Okay, I may have been gone for a while (both in a writing posts sort of way as well as an out-of-town sort of way) but I have returned.
I am continuing to track my calories, and try. try. try to limit my sodas every day. Today I only had one soda but it was a giant diet coke from the fountain at Target (if I can get 49 ounces of anything into a cup it should only count as one beverage right?)
Truth be told, although I am diligent about tracking my calories, there are many days that I struggle with keeping them under 1300 a day. Then there are the days (today!) when it is 2:00 and I haven't eaten a thing...so I have a piece of cake and some ice cream and then several (read: 8) slices of delicious asiago bread dipped into the deeeeeeelicious sauce from my weight watchers chicken in white wine recipe. I was soooo hungry and it was sooooo yummy...that bread never had a chance of being leftovers for tomorrow (even though I bought two demi loaves so that I would have left overs tomorrow...BWAHAHAHAHA.)
Years ago, when I lived with my two children and a cat I would joke (only I was serious) that because I sometimes had money for cat food (and it wasn't like my cat ate the "good stuff"--he ate Meow Mix exclusively...that is like the spam of cat food) and sometimes I didn't have money for cat food and my kids would put bits of bread in the cat dish (pathetic I know) that the cat wouldn't eat...I was CERTAIN that I was going to give my cat an eating disorder. Seriously...the poor thing gobbled it up when he had it like there was no tomorrow...because for him...it really might not be there tomorrow. He didn't know. Oh My God. I am that cat. I am that cat when it comes to yummy things. It is almost like I think that I wont be able to eat tasty things again in the near future and so I devour tasty things as I encounter them...and this is America people! Tasty things are everywhere!!

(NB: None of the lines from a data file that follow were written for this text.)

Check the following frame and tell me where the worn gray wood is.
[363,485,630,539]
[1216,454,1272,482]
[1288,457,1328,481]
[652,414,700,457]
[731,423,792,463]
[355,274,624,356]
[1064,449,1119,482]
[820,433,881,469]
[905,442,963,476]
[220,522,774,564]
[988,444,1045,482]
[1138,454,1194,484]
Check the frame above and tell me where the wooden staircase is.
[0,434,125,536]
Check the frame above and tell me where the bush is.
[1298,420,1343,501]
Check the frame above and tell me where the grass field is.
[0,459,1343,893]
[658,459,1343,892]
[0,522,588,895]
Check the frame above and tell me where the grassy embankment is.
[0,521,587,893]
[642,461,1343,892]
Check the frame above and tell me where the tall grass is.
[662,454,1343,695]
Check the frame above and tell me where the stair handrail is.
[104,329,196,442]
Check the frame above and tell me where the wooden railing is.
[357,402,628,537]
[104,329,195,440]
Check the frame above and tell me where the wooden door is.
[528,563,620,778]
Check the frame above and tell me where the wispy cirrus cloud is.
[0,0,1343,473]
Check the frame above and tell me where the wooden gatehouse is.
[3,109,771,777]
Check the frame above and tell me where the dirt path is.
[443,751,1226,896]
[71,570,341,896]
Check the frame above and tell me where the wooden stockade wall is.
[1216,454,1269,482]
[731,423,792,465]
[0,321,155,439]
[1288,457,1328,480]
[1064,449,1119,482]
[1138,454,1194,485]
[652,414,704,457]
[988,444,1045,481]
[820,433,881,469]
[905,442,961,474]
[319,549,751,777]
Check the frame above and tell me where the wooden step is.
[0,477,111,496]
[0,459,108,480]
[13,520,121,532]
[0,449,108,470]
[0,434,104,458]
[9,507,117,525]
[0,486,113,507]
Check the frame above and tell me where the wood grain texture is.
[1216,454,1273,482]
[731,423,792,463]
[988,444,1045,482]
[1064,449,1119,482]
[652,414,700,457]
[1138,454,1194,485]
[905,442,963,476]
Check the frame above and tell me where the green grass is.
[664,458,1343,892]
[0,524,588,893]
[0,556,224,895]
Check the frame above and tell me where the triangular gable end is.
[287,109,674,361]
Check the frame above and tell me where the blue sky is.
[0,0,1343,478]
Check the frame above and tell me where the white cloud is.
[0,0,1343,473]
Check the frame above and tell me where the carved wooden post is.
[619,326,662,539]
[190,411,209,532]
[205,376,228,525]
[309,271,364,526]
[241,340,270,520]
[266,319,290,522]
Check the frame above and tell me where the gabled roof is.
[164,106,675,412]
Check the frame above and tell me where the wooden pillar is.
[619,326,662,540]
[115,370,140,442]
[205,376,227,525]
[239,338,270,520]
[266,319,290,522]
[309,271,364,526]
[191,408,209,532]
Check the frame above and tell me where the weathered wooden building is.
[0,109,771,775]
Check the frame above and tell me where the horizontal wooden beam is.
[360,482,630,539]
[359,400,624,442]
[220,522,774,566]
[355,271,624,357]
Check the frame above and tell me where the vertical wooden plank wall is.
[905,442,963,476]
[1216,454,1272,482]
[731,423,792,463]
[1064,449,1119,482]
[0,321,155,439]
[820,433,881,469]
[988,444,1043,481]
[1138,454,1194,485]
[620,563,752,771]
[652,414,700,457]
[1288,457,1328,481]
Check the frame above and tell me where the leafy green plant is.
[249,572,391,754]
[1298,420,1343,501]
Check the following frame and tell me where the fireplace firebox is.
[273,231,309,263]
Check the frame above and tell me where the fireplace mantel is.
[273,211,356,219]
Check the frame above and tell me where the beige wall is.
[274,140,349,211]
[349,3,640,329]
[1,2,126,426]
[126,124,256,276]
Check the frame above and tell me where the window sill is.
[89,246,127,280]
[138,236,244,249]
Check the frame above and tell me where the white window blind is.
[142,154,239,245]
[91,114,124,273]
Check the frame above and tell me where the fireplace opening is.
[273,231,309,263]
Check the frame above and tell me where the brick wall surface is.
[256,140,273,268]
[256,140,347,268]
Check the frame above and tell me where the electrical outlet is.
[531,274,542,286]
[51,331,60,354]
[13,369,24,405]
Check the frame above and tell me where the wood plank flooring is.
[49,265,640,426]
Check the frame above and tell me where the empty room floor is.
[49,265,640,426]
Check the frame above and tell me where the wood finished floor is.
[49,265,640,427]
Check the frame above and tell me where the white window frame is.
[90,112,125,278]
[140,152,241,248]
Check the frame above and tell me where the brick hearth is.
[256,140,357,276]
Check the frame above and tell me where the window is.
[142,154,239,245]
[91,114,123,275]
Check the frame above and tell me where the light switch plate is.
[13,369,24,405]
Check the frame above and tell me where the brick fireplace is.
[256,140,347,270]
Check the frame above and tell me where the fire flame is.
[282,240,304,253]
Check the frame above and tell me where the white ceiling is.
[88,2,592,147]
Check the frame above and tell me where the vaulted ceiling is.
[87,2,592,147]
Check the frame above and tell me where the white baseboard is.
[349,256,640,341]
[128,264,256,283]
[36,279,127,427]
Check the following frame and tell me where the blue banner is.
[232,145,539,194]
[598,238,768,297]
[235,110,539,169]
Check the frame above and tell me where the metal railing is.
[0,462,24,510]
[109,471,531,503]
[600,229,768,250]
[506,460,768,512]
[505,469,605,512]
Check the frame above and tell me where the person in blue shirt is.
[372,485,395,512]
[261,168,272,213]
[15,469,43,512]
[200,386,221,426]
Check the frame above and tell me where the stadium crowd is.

So this is where I am now. I weigh 185 point something. I set a goal for myself to weigh less than 182 pounds before school starts again this year. I have a week and a half to to get there. I know that I should consider adding exercise to my daily routine (weekly routine? monthly routine? annually?). I know this, and I want to do this...but I really don't want to do this. :) Yesterday for instance, I was arguing with myself about walking the 2.75 miles around the lakes (located mere feet from my front door) and as I was making the case to myself to go...and a very good case it was (I was winning) myself was nodding and pretending to agree WHILE quietly putting on my comfy pajamas. Damn. No walk. Again.
I decided to not buy any new clothes. (what?!) I have about 7 dresses and a few skirts and pants that I will simply rotate through (sorry class...you will be seeing the SAME outfits over and over again) until I get to the next size. I have 2 dresses that are that smaller size and when I get there I will get a few more and cycle through those until I get to the next size. See? I have it all planned out. It just needs to happen now. Easy Peasy. Thank GOD I have that plan. Whew. Now because that is all ironed out...I can relax (and not exercise) for a while.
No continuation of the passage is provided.